Seems like there's a vanishingly
small number of invocations of rand5 that will invoke rand7
more than, say, 15 times.
I don't like Moro's solution at all: Moro ends up creating an array based on the rand7 function's output,
then calling a random-choice function on that array.
Why bother calling rand7?
Interview Analysis
Asking a problem that hinges on recognizing some specific aspect of a non-programming question seems absurd. The coding involved is very easy, seeing it done won't get the interviewer closer to figuring out if the candidate is any good.
Similarly, the candidate can't fault themself for not figuring out some obscure factoid while in a very stressful situation.
In sum, don't use this question in an interview. Don't feel bad if you get this question in an interview then crash and burn. Not your fault.
Same problem in reverse
Daily Coding Problem: Problem #1064 [Easy]
This problem was asked by Two Sigma.
Using a function rand5() that returns an integer from 1 to 5 (inclusive) with uniform probability, implement a function rand7() that returns an integer from 1 to 7 (inclusive).
Analysis
Problem #1064 is the opposite of #761. I found it considerably harder than #761.
My first solution is based on the observation that the problem statement says nothing about the distribution of integers from 1 to 7. I doubt this is correct.
My second solution uses one of the Stack Exchange answers.
It uses 2 invocations of rand5 as indexes into a 5x5 array.
Values of the array are 1 through 7, except for 4 zeros.
If the code indexes a zero array value, it tries again.
If rand5 truly returns values with a uniform probability,
then the code will give back 1-7 uniformly.
$ go build r5a.go
$ ./r5a | sort -n | uniq -c
71237 1
71637 2
71398 3
71345 4
71457 5
71209 6
71717 7
$Just to put this problem to bed, I wrote a third solution, which will create a uniform output with values 1 through M, from a "rand N" function that returns values 0 through N - 1 uniformly.
$ go build rmn.go
$ ./rmn 500000 7 5 | sort -n | uniq -c
Should end up with about 71428 of each value
71905 1
71430 2
71734 3
71590 4
71029 5
70931 6
71381 7
$The algorithm will work for M > N and M < N2. It requires extra space O(N2).
Interview analysis
The "rand5 into rand7" question in and of itself is a bad question, for the same reasons as the "rand7 into rand5" question: the candidate has to recognize some fact in a small amount of time. Once recognized, there's not a huge amount of coding.

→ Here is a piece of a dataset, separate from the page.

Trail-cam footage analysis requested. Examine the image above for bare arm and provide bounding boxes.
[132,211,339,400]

The general "randN into randM, where M > N" could be a decent interview question,
as long as the interviewer gives some hints.
If the interviewer walks the candidate through two randN() values
as indexes into a NxN array with 1-M values,
each value appearing some times,
the candidate could exhibit a lot of coding skills.
- indirection in service of generalization while setting up the NxN array
- remembering to seed the PRNG
- array particulars, like indexing and initialization, off-by-1 recognition
- mastery of division and modulo operators
All of these would show up in setting up the NxN array. Making one distribution from another merely motivates the work.